目を覚ませば、いつもの賀茂忠行様の邸宅の一室。
雑多で手狭な一室であるが。……今回は、雉をご馳走していただいた源満仲殿が寝ている為に、さらに狭い気がする。
高貴な血筋の方であるにもかかわらず、色々と頓着の無い。……変な人である。
身支度を整えながら考えるのは母様の事である。
覚えている母様の顔は、優しく微笑む顔ばかりであったのに。……何故、そう言い放ったのか。
父様は何故かを知っている筈なのに何も言ってくれない、教えてくれない。
ただ、「賀茂忠行様に教えを請い、大成なさい。
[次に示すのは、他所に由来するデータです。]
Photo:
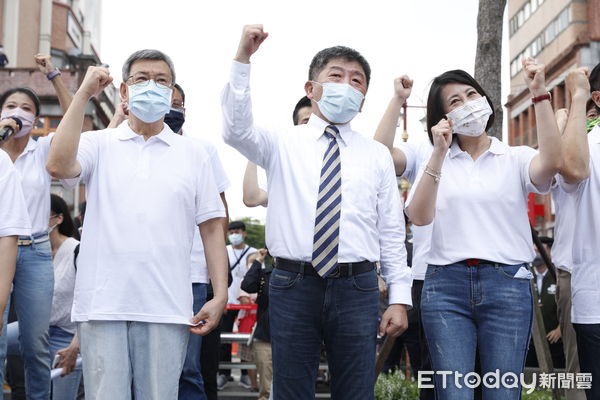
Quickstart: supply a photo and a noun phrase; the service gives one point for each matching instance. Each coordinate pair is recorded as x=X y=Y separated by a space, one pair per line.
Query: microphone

それが母様の望みであり。……母様が、童子丸の為だけに拓いた道だ」と繰り返し言うだけであった。
その時の父様の悲しみを一切見せない素振りに憎悪し、少々荒れた。……が、分別をわきまえた今なら分かる。
父様も悲しかったのだ。母様を追いかけ、その隣にいつまでも居たかった筈だ。──だが、私の存在があった。母様に託された。
だからこそ、ぐっと自らの悲しみと意思を飲み込み、耐えたのであろう。
……私はそこまで心強くあれるだろうか。
何にせよ。お師匠様の元で陰陽のいろはを学び、この特異な体質を御する術も教えていただいた。
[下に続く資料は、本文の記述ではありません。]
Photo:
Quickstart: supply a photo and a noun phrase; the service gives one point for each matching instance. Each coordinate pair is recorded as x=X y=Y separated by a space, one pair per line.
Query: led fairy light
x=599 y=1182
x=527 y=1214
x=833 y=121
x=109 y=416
「筋がええねぇ。晴明くんならすぐにでも大成できるんやないかな。……知らんけど」
と、あっけらかんに笑いながら、他愛無い悪戯を仕掛けてくる、お師匠様だが。……私がお師匠様を超えれる日が来るのかも甚だ疑問だ。
心も、技術も、身体も、何もかもが足りない気がする。
「精進精進、日々研鑽と。……」
そういえば昨日、久方ぶりに父様と話していた時に、ふと言いづらそうにしながらも語ってくれた事があった。
あの日、母様が去ったあとには一首残されていたと。
「恋しくば、尋ね来て見よ、和泉なる、信太の森の、うらみ葛の葉。……か」
夢を見た原因はこれだな。
「よい歌じゃないか。……であるが、哀しい歌だな。そのうちにでも里帰りしてみたら良いじゃないか」
目を覚ます事がないと思っていた満仲殿が、大欠伸をしながら身体を起こしていた。
「起きていたのですか。……誰も故郷が恋しいなんて言ってませんよ。何より忙しいですし」
この御方は、幾らか行動を共にしていてわかった事がある。
その一つが、一を聞き、十を理解するようなところ。──非常に鋭い。
「占ってくれる約束をしただろう? 霊験あらたかな場で占うとか、適当に
──なるほど。名案である。多分、きっと。全てが無事に終われば。